The sharing, singing, and celebration of a life well lived was muted for me by the powerful truth shared in the introductory remarks of the service.
It seems that a man and his young daughter were out for a drive on a hot summer evening. As they drove along the road, windows open because of the heat, a large wasp flew into the car and began to buzz around the little girl’s head. She was terrified and began to flail her arms wildly at the buzzing insect. Many of us would react the same way, but for her this was an especially dangerous situation because she was allergic to bee stings and knew that a strike by the menacing wasp could mean she could die.

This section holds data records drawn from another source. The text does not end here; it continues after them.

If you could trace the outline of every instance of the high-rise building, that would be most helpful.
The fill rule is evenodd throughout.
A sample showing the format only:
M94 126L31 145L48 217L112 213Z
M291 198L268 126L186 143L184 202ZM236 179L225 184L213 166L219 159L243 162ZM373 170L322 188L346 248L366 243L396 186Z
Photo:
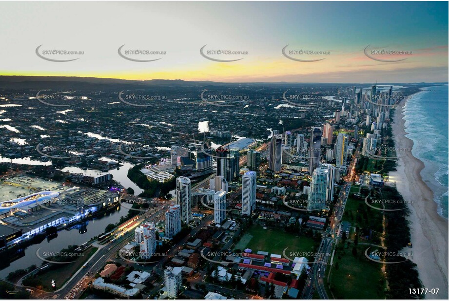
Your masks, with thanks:
M228 181L223 176L215 176L209 180L209 189L213 190L223 190L226 193L229 192Z
M195 163L196 170L204 171L212 169L214 161L211 156L207 155L200 150L197 150L195 155Z
M176 200L181 206L181 220L189 224L193 219L190 179L181 176L176 180Z
M363 144L362 146L362 155L366 156L368 155L368 149L370 145L370 139L368 138L363 138Z
M281 171L282 162L282 136L273 135L270 143L270 156L268 158L268 169L279 172Z
M251 170L257 171L260 167L260 153L250 150L246 153L246 166Z
M230 149L229 154L232 157L231 161L233 165L233 180L235 180L238 177L238 172L240 170L240 151L238 148L231 148Z
M310 191L307 199L308 210L326 208L327 169L318 167L312 173Z
M164 280L167 288L167 295L169 298L177 297L182 283L182 267L168 267L164 271Z
M255 209L256 173L247 171L242 180L242 214L250 216Z
M335 122L340 122L340 112L339 110L335 111Z
M180 157L186 157L189 154L189 150L182 146L173 145L170 149L170 161L172 165L180 165Z
M282 159L281 160L282 164L286 164L289 163L289 161L292 158L290 154L292 153L292 149L290 147L285 145L282 146Z
M300 156L304 152L304 135L302 134L298 134L296 136L296 153Z
M223 190L216 191L214 196L214 221L221 224L226 219L226 193Z
M284 135L284 145L292 146L292 132L287 131Z
M136 228L134 237L139 245L140 257L147 259L154 255L156 251L156 227L154 223L146 223Z
M192 206L206 206L214 207L214 196L215 190L200 188L192 194Z
M365 124L367 126L370 126L370 125L371 124L371 116L370 115L367 115L367 120Z
M323 137L327 138L327 145L332 144L332 138L333 135L333 127L329 123L323 126Z
M328 204L330 204L333 200L333 184L335 182L336 169L332 164L323 164L324 168L327 170L326 179L326 200Z
M165 211L165 236L172 238L181 231L181 207L172 204Z
M346 134L339 133L335 145L335 165L337 167L346 166L348 143Z
M234 180L236 175L234 155L230 154L226 149L222 148L216 149L216 154L217 175L224 177L228 182ZM237 162L238 164L238 159Z
M320 163L322 133L321 128L319 127L312 127L309 149L309 173L310 175L312 174Z
M333 160L333 150L328 149L326 151L326 160L328 161Z

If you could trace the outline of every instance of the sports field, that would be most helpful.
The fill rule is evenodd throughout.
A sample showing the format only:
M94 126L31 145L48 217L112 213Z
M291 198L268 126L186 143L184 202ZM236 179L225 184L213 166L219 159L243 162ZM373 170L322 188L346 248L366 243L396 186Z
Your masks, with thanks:
M258 225L251 226L240 241L235 245L235 249L243 250L247 248L251 249L253 253L257 251L265 251L270 253L282 255L285 248L286 254L288 256L291 252L313 252L315 249L313 240L305 236L287 233L279 229L264 229Z

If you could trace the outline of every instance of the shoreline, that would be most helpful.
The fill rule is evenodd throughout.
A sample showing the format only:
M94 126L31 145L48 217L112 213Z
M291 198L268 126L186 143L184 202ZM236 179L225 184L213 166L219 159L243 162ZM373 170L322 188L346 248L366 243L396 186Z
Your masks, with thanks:
M401 102L394 113L391 127L395 147L411 150L413 141L406 137L404 107ZM438 212L438 204L433 199L433 192L423 181L421 172L424 163L413 156L411 151L403 152L397 160L397 170L390 172L396 180L396 186L409 204L410 241L412 244L411 260L416 264L419 279L424 287L439 288L438 294L428 293L428 299L448 298L448 220Z

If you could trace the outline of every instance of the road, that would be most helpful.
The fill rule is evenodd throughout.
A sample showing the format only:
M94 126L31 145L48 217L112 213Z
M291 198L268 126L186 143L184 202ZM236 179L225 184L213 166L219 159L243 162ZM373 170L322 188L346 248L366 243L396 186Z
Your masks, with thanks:
M345 182L340 190L340 194L334 206L333 212L330 216L330 223L327 230L324 232L323 240L317 252L316 263L312 265L310 272L307 277L306 286L301 294L301 299L312 299L316 290L320 299L329 299L325 287L326 267L331 259L333 246L336 244L338 237L335 235L335 231L338 228L345 211L346 202L351 188L351 181L353 178L355 166L359 153L360 146L356 151L355 155L349 166L350 175L345 178ZM339 233L339 236L341 233Z

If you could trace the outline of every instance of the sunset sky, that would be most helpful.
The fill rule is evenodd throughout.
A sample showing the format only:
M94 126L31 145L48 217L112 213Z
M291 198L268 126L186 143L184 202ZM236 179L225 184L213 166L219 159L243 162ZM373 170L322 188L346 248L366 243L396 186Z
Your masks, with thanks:
M0 2L0 75L224 82L447 82L447 2ZM214 56L199 50L247 51ZM49 61L40 50L83 51ZM166 51L128 56L118 48ZM292 55L288 50L329 51ZM364 49L411 51L368 57Z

As the child screamed and flailed her arms in an attempt to protect herself from the sting of the wasp her father calmly pulled the car to the side of the road. As he stopped the car, he reached out and grabbed the wasp in his hand. After a moment, he opened his hand and as the wasp flew out of the car the father wiped the tears from his daughter’s eyes and opened his hand for her to see the growing, red whelp in the palm of his hand. He spoke in reassuring tones, “Honey, it’s o.k. The wasp can’t hurt you now. See, I’ve taken away his sting.”
Many of us are deeply concerned, even frightened, as we watch the moral fabric of our nation in decay and the very real spectre of persecution of Christ-followers looming on the horizon. In fact, if you are not concerned, you haven’t been paying attention. Hostility toward our faith is gaining ground even as the celebration of evil and perversion grows all around us.
On and on it goes as we flail our arms wildly at the wasps of liberalism and progressive politics. We are terrified that our churches will lose tax-exemption, our freedoms of speech and religion will be stripped away. We fear that the government will take our guns and march us all off to FEMA camps they are secretly building in the desert; that our churches will be destroyed by bulldozers and our Bibles burned.
The wasps are in the car and believers are flailing our arms and swatting at the denizens from Hell bent upon our destruction. We fear persecution and death because we are so alive to our flesh long having forgotten the command to “take up our cross and follow Christ.”
We have desired the blessings of God but recoil at the prospect of sharing in His suffering.
Is it the nation we hope to preserve or is it in fact, our lifestyle?
Is it our freedom we long to keep, or is it our prosperity?
America is not the Kingdom of God and the Kingdom of God is not America. Saving America is not the same thing at extending the Kingdom of Heaven. Because of our grave national sin, America may justly fade into disgrace and obscurity but the Kingdom of Heaven will never falter nor fail. Jesus said, “Seek first the Kingdom of God and His righteousness, and all these things will be added to you.” (Matthew 6:33)
It may be that our fear of the wasp is greater than our trust in our Father.
I am not immune from worry. I am concerned about the future and what will happen to us as Christ-followers. What might we be forced to endure because of our faith? More importantly to me is what will become of my children and grandchildren? In the middle of all of my own swatting and flailing I attended a memorial service of a friend who had died. Right in the middle of that service God showed me the palm of His hand and said, “It’s o.k. Honey. See, I’ve taken away his sting.”